If you read this blog regularly, you know it usually focuses on stories that affect the media in some way and yes, the post today does focus on the media, but in a different way.
Unless you’ve been under a rock most of the day, you know Justin Bieber was arrested today in Miami Beach. Even if you don’t care (raises hand), the fact is that this story is EVERYWHERE.
I think most people have forgotten about Syria and the rest of the world since all I can see is his mug shot splattered all over TV and social media. As I peek at my Facebook account, there are two back to back stories about his arrest. Even my ears can’t get a break as radio is also talking about Bieber’s current dilemma nonstop.
The other bit of news I’m seeing quite a bit of today is the outpouring of hatred over the design of team USA’s Olympic uniform for the opening ceremonies.
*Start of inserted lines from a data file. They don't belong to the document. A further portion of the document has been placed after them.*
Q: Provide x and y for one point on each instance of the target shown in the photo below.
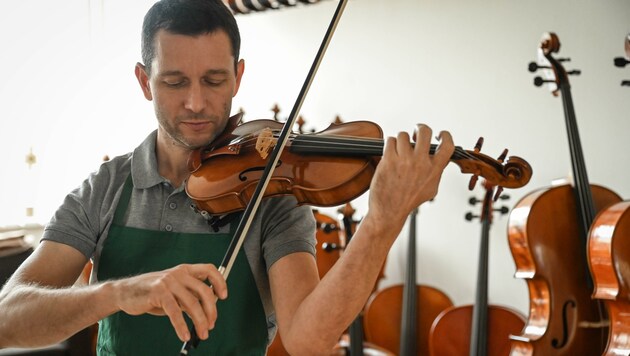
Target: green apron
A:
(241, 327)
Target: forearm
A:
(32, 315)
(343, 292)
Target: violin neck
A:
(349, 146)
(479, 330)
(356, 328)
(408, 342)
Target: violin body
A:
(544, 238)
(609, 262)
(450, 333)
(327, 233)
(383, 316)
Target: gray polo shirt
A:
(83, 220)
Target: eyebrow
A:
(180, 73)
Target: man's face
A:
(192, 83)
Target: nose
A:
(195, 100)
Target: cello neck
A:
(479, 329)
(408, 327)
(582, 189)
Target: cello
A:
(327, 250)
(478, 329)
(547, 231)
(399, 317)
(357, 344)
(609, 258)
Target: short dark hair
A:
(187, 17)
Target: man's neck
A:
(172, 160)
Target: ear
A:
(240, 68)
(143, 80)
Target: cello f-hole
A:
(565, 326)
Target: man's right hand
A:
(172, 292)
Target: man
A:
(152, 254)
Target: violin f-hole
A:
(243, 175)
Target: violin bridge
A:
(264, 142)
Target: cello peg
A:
(533, 66)
(621, 62)
(497, 193)
(478, 145)
(501, 158)
(473, 201)
(503, 210)
(472, 182)
(276, 110)
(469, 216)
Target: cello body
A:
(383, 316)
(609, 262)
(479, 329)
(544, 238)
(450, 334)
(327, 233)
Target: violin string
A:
(346, 144)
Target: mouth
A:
(197, 125)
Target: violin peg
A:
(497, 193)
(473, 182)
(300, 122)
(478, 145)
(502, 156)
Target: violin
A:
(399, 317)
(547, 234)
(326, 168)
(478, 329)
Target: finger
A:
(188, 300)
(445, 149)
(208, 299)
(390, 148)
(208, 272)
(173, 311)
(403, 144)
(423, 139)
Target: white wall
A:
(68, 91)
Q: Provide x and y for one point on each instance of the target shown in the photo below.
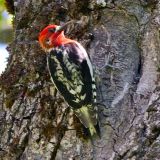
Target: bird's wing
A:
(71, 75)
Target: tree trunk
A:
(123, 40)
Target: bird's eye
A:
(52, 30)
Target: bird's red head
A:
(48, 37)
(53, 36)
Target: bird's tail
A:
(89, 118)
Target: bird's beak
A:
(62, 28)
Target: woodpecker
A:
(72, 74)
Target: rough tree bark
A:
(35, 122)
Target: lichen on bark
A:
(121, 35)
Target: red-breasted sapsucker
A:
(72, 73)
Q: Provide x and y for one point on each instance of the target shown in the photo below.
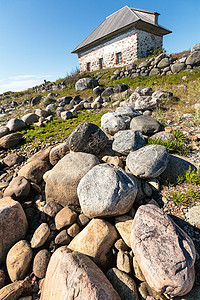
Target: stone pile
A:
(75, 226)
(161, 65)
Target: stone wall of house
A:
(126, 43)
(147, 41)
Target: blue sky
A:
(37, 36)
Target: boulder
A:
(40, 236)
(123, 284)
(15, 124)
(123, 225)
(87, 137)
(177, 67)
(95, 240)
(86, 83)
(18, 188)
(193, 59)
(164, 252)
(148, 162)
(112, 123)
(106, 190)
(58, 152)
(10, 140)
(4, 130)
(30, 118)
(18, 260)
(13, 224)
(176, 166)
(34, 170)
(145, 124)
(40, 263)
(146, 102)
(126, 141)
(77, 277)
(65, 217)
(63, 179)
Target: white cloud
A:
(21, 82)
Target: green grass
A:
(179, 145)
(192, 193)
(58, 130)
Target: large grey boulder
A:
(15, 124)
(96, 240)
(112, 123)
(87, 137)
(126, 141)
(193, 59)
(63, 179)
(164, 252)
(146, 102)
(145, 124)
(10, 140)
(148, 162)
(13, 224)
(106, 190)
(86, 83)
(77, 277)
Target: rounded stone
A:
(126, 141)
(40, 263)
(87, 137)
(148, 162)
(106, 190)
(18, 260)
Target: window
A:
(88, 67)
(101, 63)
(118, 58)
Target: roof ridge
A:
(116, 11)
(133, 12)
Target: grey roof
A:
(120, 20)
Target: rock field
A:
(86, 219)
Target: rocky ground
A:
(107, 213)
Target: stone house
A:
(121, 38)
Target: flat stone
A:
(148, 162)
(106, 190)
(95, 240)
(58, 152)
(77, 277)
(126, 141)
(13, 224)
(40, 263)
(145, 124)
(40, 235)
(112, 123)
(18, 188)
(123, 284)
(18, 260)
(164, 252)
(63, 179)
(87, 137)
(65, 217)
(123, 225)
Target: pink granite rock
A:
(164, 252)
(72, 275)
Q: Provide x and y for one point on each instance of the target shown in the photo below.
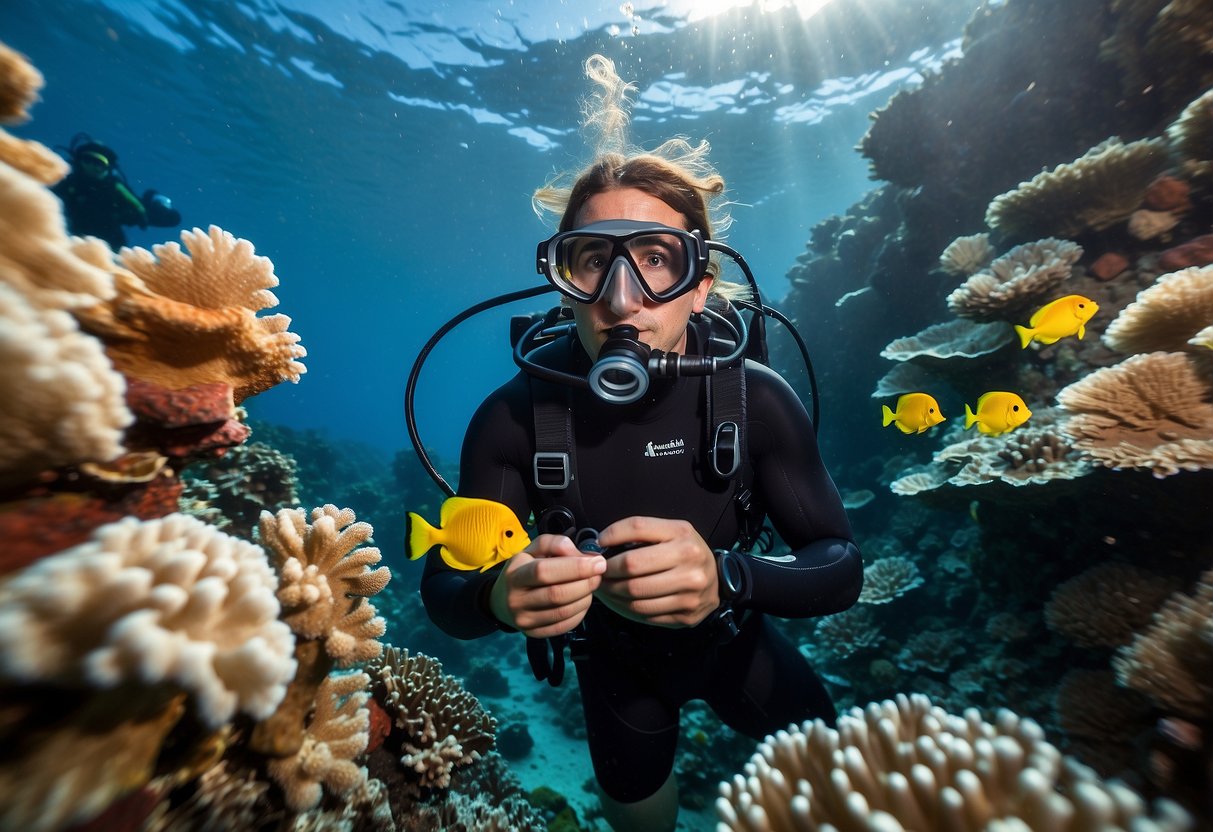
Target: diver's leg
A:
(763, 684)
(632, 733)
(656, 813)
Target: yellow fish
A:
(997, 412)
(473, 534)
(1058, 319)
(915, 412)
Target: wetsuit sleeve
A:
(824, 571)
(491, 466)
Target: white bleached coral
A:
(956, 338)
(1150, 411)
(1094, 192)
(53, 375)
(966, 255)
(187, 319)
(1165, 315)
(336, 734)
(326, 580)
(169, 600)
(907, 764)
(888, 579)
(1017, 283)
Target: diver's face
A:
(661, 325)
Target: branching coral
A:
(1191, 136)
(966, 255)
(1094, 192)
(932, 650)
(848, 632)
(335, 735)
(1166, 315)
(326, 582)
(956, 338)
(1106, 604)
(1149, 411)
(186, 319)
(907, 764)
(1017, 283)
(1032, 455)
(444, 724)
(1172, 661)
(888, 579)
(169, 600)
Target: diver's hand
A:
(668, 581)
(546, 588)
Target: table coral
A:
(907, 764)
(1150, 411)
(1172, 661)
(966, 255)
(184, 319)
(1094, 192)
(956, 338)
(1017, 283)
(1165, 315)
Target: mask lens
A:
(664, 262)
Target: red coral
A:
(1197, 251)
(381, 724)
(1167, 194)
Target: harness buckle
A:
(552, 471)
(725, 449)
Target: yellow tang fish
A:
(997, 412)
(473, 534)
(915, 412)
(1058, 319)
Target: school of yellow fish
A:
(998, 411)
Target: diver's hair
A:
(677, 172)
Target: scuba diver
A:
(649, 462)
(97, 199)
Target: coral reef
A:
(907, 764)
(966, 255)
(1172, 660)
(956, 338)
(1166, 315)
(182, 319)
(1150, 411)
(1105, 605)
(443, 725)
(1097, 191)
(888, 579)
(1017, 283)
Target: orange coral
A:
(188, 319)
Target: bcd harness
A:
(554, 474)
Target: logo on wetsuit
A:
(672, 448)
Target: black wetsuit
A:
(648, 459)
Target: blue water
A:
(382, 154)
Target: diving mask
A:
(665, 262)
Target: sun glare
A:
(704, 9)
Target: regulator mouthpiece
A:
(621, 372)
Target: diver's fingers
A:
(644, 530)
(553, 621)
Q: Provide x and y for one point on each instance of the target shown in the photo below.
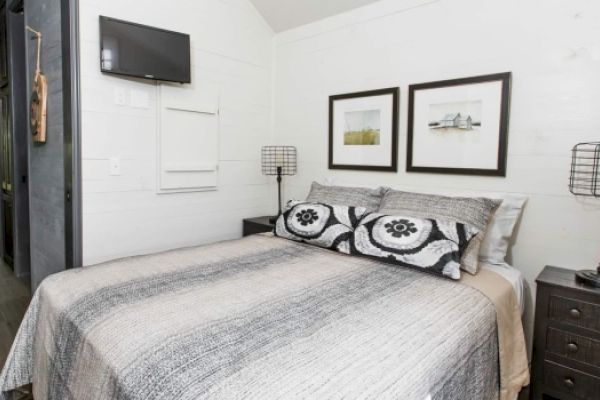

I’ve read amusing comments comparing the Ralph Lauren designs to a grandmother’s knitting needles gone mad to something you’d see in an ugly sweater contest. From what I’ve read the colorful cardigan is supposed to be reminiscent of the all American quilt but you can make your own opinions when you see the design. I’m seeing mainly negative comments but also some positive which balance it out, somewhat.
Is this all really news? Well, yes. We’re seeing what we’re interested in seeing. Even if you’re not a fan of Justin Bieber, you may secretly be enjoying the story while you roll your eyes in the car or make casual conversation with a co-worker.
How do these stories become the most popular stories of the day? If social media is any indication, everyone is in on the scoop, even those of us well past the age of 16. It’s hard to not read or share a story about a pop sensation that makes the headlines as often as he does. Bieber’s hardcore fan base also makes him difficult to ignore when you consider he has over 48 million followers. Yes, you read that correctly.
Now as for the Olympic uniforms, people want to see how we’ll be represented in Sochi. Whether you think they look like a yarn store disaster or think they actually look nice, it’s a story because it represents all of us in some way. The rest of the world will be either laughing at our athletes or think they look cool. Besides, show me someone who doesn’t have an opinion. If you’ve seen the uniform, I guarantee you’ll have something to say.
Whether or not you agree of these two stories are newsworthy, the proof is in the fact that they’re everywhere. It doesn’t matter whether you care or not. Do you care about Syria? Do you care about Sochi? No? Even if you don't, many others do.